Quizás por una culpa escondida, vuelvo al New York Times. El diario dice que el tirador de Denver había entrado al cine vestido de Guasón. Me estremezco.

Todos los caminos conducen a Roma o a Denver, pienso. Si veo la película, encontraré indicios de la matanza.

Pago. Salgo envuelto en el rancio humo blanco de los viejos fumadores del pueblo. Las tinieblas son el anuncio de algo propiciatorio.

Recorro las cuadras que hay entre el bar y el antiguo y pequeño cine del pueblo. Un cartel remarca lo que he visto en el diario.

Miro hacia todos lados. Un joven está sentado en la vereda, con un bolso pequeño a sus pies. Está solo y tiene unos anteojos oscuros y rodilleras antes de los tobillos. Insisto: está solo. Entro al raído vestíbulo del cine y la cajera, consternada, pregunta:

¿Vio lo que pasó en Denver?

Le contesto con un monosílabo de mi esquemático inglés.

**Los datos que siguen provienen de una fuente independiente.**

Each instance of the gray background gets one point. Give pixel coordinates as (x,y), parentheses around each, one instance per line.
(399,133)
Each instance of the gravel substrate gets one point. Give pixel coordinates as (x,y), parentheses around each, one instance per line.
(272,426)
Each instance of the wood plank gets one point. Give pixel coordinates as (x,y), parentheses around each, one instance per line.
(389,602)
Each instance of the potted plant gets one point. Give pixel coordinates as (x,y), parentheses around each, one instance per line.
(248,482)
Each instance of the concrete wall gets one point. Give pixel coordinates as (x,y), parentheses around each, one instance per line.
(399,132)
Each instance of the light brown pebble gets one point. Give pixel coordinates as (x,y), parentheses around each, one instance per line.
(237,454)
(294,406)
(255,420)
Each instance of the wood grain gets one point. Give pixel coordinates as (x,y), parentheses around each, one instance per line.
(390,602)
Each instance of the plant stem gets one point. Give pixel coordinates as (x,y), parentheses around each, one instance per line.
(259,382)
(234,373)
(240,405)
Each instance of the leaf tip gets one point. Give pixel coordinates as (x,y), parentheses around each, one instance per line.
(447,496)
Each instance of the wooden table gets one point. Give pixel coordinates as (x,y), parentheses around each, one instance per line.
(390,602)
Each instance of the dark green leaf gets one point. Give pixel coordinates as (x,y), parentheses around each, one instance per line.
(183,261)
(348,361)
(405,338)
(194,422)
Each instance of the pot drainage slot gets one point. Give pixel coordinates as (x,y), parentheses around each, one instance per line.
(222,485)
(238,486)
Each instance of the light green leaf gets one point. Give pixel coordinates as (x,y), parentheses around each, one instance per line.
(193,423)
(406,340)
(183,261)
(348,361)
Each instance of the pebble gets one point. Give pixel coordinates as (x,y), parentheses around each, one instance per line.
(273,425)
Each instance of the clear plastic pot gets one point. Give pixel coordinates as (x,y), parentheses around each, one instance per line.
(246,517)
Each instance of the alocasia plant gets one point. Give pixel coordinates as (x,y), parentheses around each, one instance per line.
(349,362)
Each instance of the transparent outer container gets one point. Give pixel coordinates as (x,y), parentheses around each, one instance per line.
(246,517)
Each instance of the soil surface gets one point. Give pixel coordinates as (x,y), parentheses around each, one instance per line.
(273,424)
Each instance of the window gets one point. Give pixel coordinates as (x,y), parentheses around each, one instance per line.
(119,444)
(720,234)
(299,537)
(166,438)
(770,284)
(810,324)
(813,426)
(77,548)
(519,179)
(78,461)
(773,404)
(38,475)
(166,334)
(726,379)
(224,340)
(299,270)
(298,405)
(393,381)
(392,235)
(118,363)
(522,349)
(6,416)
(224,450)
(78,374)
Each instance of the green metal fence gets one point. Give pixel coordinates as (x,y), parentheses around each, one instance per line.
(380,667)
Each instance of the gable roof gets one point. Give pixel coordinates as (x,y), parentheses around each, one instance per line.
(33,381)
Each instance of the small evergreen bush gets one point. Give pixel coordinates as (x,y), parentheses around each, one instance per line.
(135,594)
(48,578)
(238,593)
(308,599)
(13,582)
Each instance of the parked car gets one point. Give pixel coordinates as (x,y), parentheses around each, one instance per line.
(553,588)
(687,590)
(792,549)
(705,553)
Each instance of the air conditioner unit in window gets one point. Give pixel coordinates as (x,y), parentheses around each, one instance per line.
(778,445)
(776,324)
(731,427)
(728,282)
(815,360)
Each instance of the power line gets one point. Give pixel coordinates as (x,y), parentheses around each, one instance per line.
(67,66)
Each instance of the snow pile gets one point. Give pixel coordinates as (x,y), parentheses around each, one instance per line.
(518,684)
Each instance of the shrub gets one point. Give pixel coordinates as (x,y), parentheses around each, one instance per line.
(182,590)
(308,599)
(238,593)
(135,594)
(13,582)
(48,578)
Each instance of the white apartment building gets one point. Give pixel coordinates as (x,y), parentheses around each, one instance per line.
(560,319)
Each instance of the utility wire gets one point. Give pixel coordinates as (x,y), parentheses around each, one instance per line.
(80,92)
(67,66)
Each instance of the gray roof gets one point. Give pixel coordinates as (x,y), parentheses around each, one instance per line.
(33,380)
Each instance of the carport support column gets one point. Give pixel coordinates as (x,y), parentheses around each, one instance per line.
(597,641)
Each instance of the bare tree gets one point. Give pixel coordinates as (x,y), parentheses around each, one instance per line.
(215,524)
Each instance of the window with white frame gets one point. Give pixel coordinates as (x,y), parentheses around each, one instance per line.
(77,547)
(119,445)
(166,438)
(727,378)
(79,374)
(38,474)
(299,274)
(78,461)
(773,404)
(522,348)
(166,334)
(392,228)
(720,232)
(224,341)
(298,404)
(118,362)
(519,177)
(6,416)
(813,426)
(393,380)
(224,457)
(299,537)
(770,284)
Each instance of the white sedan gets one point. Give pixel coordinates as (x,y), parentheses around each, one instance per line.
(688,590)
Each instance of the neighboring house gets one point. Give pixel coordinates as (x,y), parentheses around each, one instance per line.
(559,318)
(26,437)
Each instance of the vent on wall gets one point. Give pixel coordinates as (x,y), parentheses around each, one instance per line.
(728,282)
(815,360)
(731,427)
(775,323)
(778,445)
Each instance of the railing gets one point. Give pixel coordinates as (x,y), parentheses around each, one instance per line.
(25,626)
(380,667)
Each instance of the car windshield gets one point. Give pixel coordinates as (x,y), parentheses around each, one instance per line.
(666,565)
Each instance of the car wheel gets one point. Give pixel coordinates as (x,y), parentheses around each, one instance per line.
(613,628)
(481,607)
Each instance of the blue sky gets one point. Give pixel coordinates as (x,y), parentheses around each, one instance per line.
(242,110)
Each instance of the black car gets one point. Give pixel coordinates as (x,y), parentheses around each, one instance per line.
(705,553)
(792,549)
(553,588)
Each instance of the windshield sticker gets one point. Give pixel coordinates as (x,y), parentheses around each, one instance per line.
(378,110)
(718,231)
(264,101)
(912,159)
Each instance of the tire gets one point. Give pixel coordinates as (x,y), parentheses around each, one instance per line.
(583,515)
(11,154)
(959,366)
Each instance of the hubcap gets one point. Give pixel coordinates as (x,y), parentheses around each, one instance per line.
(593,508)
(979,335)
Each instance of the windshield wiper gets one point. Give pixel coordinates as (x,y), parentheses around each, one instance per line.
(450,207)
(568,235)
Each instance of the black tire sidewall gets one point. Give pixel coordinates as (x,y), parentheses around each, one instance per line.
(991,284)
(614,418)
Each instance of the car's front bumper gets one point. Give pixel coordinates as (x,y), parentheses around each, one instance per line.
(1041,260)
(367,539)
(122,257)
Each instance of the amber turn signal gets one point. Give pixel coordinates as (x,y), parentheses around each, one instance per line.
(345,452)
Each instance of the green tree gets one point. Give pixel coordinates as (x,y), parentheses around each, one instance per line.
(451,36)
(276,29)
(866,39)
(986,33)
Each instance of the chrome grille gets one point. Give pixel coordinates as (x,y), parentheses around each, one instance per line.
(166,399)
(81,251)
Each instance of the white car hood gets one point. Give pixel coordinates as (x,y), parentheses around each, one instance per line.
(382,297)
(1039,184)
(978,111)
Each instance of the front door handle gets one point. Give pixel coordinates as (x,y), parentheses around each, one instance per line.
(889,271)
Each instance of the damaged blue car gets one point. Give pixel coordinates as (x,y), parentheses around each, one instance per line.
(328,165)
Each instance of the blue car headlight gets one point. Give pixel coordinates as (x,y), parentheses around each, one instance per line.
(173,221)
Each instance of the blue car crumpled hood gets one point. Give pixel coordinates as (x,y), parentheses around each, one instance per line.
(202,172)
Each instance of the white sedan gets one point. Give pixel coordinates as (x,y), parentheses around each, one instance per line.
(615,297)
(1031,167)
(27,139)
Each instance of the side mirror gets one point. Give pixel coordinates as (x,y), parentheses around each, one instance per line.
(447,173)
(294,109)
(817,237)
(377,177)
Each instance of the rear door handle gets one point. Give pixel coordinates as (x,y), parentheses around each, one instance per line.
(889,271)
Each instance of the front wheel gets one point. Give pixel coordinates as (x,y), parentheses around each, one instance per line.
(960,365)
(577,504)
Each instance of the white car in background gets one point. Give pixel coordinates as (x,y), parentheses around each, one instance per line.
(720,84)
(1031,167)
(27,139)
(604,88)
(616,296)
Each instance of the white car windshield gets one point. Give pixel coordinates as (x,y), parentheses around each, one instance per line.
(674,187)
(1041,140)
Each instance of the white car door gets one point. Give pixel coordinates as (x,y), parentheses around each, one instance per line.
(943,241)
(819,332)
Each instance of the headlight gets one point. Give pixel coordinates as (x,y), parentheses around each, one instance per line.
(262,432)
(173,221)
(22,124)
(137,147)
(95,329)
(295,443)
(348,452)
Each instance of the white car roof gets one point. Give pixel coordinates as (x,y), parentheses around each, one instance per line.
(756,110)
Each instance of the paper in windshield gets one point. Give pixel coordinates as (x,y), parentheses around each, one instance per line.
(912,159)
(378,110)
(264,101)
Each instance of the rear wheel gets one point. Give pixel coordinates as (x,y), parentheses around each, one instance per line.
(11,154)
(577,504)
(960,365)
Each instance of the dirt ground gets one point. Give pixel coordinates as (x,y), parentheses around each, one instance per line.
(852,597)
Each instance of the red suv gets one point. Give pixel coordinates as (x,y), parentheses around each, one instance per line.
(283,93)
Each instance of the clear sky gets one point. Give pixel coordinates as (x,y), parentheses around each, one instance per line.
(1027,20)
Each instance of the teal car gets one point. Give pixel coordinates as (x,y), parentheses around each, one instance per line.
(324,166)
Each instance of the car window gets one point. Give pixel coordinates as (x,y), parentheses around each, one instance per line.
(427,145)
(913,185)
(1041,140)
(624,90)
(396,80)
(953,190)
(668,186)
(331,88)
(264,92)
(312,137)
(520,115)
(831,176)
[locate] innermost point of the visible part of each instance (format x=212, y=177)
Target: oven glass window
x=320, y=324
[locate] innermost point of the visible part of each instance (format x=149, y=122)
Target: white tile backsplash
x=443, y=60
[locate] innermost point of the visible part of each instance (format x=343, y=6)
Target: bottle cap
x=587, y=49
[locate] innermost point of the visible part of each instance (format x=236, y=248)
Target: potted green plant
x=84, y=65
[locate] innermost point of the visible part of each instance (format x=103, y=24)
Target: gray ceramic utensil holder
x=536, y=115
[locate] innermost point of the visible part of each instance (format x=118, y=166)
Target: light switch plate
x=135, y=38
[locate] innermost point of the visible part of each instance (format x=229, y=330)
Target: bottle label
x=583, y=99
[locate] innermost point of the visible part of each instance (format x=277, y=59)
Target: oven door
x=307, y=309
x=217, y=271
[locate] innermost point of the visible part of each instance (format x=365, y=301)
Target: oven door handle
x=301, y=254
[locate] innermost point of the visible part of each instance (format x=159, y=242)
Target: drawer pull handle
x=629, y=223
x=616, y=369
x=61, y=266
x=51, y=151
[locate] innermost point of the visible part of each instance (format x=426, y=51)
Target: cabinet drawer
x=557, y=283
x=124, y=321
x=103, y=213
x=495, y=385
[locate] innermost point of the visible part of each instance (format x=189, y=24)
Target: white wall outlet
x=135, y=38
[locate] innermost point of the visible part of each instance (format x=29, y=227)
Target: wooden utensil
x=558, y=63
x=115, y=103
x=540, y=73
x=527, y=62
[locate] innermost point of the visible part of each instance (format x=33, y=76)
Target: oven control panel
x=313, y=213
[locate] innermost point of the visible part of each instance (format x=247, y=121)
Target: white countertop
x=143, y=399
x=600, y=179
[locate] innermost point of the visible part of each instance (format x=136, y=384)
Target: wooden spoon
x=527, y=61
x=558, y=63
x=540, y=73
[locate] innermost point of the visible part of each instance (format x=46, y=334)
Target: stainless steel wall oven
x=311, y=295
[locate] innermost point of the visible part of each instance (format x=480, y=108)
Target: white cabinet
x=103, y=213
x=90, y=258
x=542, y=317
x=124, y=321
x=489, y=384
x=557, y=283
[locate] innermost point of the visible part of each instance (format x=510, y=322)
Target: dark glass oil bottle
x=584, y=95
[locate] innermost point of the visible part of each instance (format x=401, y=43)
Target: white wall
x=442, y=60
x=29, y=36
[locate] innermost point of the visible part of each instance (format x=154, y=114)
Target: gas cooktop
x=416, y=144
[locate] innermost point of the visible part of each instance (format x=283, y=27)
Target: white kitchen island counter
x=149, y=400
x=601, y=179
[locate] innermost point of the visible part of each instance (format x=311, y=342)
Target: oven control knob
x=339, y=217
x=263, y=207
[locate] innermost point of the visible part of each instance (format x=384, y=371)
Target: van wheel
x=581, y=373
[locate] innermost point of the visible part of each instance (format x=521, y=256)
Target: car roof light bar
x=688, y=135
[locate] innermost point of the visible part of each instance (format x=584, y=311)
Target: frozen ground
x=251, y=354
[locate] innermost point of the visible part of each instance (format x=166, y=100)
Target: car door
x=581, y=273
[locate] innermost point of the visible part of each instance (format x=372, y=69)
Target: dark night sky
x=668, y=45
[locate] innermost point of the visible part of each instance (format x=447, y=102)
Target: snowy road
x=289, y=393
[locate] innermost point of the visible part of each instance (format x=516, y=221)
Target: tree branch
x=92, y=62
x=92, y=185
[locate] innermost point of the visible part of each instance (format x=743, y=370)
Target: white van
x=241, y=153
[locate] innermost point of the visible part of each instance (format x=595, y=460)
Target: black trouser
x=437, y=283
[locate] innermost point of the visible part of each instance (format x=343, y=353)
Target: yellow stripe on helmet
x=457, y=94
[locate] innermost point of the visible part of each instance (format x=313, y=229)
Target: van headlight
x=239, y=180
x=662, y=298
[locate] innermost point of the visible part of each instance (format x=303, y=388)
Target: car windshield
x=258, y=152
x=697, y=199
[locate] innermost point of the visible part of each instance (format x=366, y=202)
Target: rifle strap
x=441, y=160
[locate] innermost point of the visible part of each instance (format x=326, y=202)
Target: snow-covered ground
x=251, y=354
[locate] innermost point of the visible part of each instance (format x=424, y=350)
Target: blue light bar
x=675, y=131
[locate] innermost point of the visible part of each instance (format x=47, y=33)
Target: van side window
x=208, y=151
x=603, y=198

Saco un boleto para ver la de Batman.

Entro a la amplia sala. Es uno de esos cines que todavía quedan en los pueblos. Está vacío. Solo hay un niño sentado al frente, pegado a la pantalla.

Me siento. Al rato entra el joven huraño de la vereda. Lleva su bolso pequeño y sigue con sus anteojos negros.

Me quedo tieso. Pienso en mi esposa sola, triste, y en mi hijo, lejos, a miles de kilómetros de EEUU. Pienso en las rojas tardes juntos, en la irrecuperable felicidad, en los árboles fugitivos del verano anterior, bajo el brumoso cielo sueco. De pronto, una brisa leve me acaricia, inconfundible, los ojos. Es el joven que se levanta de la butaca.

Un aire helado recorre mi espalda.

Al fin de cuentas, no importa el lugar en el que mueras. Lo que importa es estar cerca de los seres queridos. Yo estoy lejísimo.

Cuando quiero salir de la sala, la música empieza a sonar por los parlantes.